Area: total of ~2 km2. Cavallo: 1.1 km2. Lavezzu: 0.64 km2
Location: South of Corsica, Strait of Bonifacio
Number of inhabitants:
Yearly: 300 on Cavallo
Seasonal: 1,500 on Cavallo in summer
Number of visitors:
Tourists: 44,000 per year
Protected island: yes
Terrestrial protection status: Site of Community Importance (SCI), Special Protection Zone (SPA), Specially Protected Area of Mediterranean Importance (SPAMI)
Marine protection status: Straits of Bonifacio nature reserve (except Cavallo)
The Lavezzi archipelago is located in the extreme south of Corsica, about 2 km from Bonifacio. There are two main islands (Lavezzu and Cavallo), 34 islets and numerous reefs, which make it a particularly dangerous place for navigation.

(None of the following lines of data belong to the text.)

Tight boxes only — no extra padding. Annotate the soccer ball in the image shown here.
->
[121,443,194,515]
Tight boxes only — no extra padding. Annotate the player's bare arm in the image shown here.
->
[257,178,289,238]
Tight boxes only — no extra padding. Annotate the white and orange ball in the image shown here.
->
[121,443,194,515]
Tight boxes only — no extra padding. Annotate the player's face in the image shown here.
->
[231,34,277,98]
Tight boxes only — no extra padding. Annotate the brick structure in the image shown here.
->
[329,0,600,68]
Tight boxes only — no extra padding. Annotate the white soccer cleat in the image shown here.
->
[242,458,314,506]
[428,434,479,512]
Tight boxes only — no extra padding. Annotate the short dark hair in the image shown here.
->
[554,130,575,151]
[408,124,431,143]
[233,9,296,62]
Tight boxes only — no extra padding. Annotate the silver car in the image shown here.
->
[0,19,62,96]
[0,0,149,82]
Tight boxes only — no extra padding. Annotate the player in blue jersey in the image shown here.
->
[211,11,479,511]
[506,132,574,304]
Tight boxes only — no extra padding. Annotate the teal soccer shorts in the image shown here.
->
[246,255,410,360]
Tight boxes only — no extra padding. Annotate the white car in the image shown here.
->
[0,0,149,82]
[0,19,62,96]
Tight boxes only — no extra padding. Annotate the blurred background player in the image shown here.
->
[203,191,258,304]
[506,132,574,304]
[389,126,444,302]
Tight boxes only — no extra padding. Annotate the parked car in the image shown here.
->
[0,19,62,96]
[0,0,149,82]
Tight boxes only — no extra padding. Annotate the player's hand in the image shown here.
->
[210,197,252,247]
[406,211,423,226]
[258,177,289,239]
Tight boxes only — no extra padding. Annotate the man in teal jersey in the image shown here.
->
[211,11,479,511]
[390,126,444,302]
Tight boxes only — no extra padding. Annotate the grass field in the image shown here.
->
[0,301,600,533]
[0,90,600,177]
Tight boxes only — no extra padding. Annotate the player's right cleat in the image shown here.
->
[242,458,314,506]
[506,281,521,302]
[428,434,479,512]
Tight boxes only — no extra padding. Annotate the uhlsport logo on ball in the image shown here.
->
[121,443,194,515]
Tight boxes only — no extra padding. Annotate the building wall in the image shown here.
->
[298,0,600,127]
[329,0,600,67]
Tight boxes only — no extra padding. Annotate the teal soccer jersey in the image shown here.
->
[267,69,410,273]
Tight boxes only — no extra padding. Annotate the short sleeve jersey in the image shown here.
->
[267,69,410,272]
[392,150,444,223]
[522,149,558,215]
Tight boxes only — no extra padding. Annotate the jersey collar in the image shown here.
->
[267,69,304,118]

The Corsica Environment Office manages Lavezzu Island within the framework of the Strait de Bonifacio Nature Reserve. Only the island of Cavallo (Cavaddu) is inhabited year round.
This archipelago, with its arid vegetation, is particularly remarkable for sheltering the nesting sites of birds such as the gray shearwater or the Mediterranean cormorant.
Lavezzu Island, like the small surrounding islets, is of low altitude: its highest point is 40m and is surrounded by shallows (bathymetry: 20m). It is made up of granite domes and chaos, small earthy spaces covered with lawns and small beaches around the edge. The coast is very indented and is in the continuity of the reefs that outcrop.
The island of Cavallo is also flat: its maximum altitude is 32m. There are some cliffs and granite chaos in balls, with cavities called “tafoni”, on a Variscan base. The soil on which the vegetation grows is very rich in sand and not very thick. The coasts are also very jagged, mostly rocky with some sandy beaches.
The Lavezzi Islands are now mainly frequented by summer tourists. Regular shuttles connect Bonifacio and the two main islands during the summer. Many boaters make their own way to these islets.
The island of Cavallo, the only island in the archipelago inhabited year round, is frequented exclusively by the owners of the island.
Roman remains and wrecks can be found on several islets in the archipelago. In the world of navigation, this archipelago of the Strait of Bonifacio is known to be one of the most dangerous places in the Mediterranean, because many reefs flush. Since ancient times, the Romans have exploited the archipelago by extracting granite from it. Mining quickly stopped, but between 1872 and 1874, granite was used to build the Lavezzi lighthouse.
A few centuries ago, shepherds came to these islands with their flocks, but there are no agricultural activities today in the Lavezzi.
With the exception of Cavallo, the Lavezzi Islands are not urbanized. On Lavezzu, there are a religious building, a lighthouse, and a small port where boaters can disembark. The island of Cavallo is more built, there are an airstrip (dormant) and more than a hundred luxury villas linked by roads. There are also some unfinished buildings and many abandoned material areas.
This archipelago is protected, in particular as a major site for the conservation of the Mediterranean Crested Cormorant (Phalacrocorax aristotelis) and Gray Shearwater (Calonectris diomedea) (approximately 40% of the national breeding population). It is also a very important site for the passage, parking, and feeding of the Yelkouan Shearwater (Puffinus yelkouan).
Lavezzu Island is dotted with coastal scrubland with a remarkable association of Thymeleo and Helichrysitum.
The marine areas of the archipelago are mainly made up of Posidonia meadows in very good condition.
Waste management on the island of Lavezzu is currently evolving, with the conduct of a pilot “zero waste objective” expertise within the framework of the ISOS project. Due to the summer tourist frequentation, this action must be accompanied by a strong communication campaign and visitors’ awareness of this theme.
The built heritage of the island, in particular the Chapel of Santa Maria, is today in poor condition and therefore little valued. A workcamp of young volunteers must restore the chapel over the next few years in order to remedy this situation.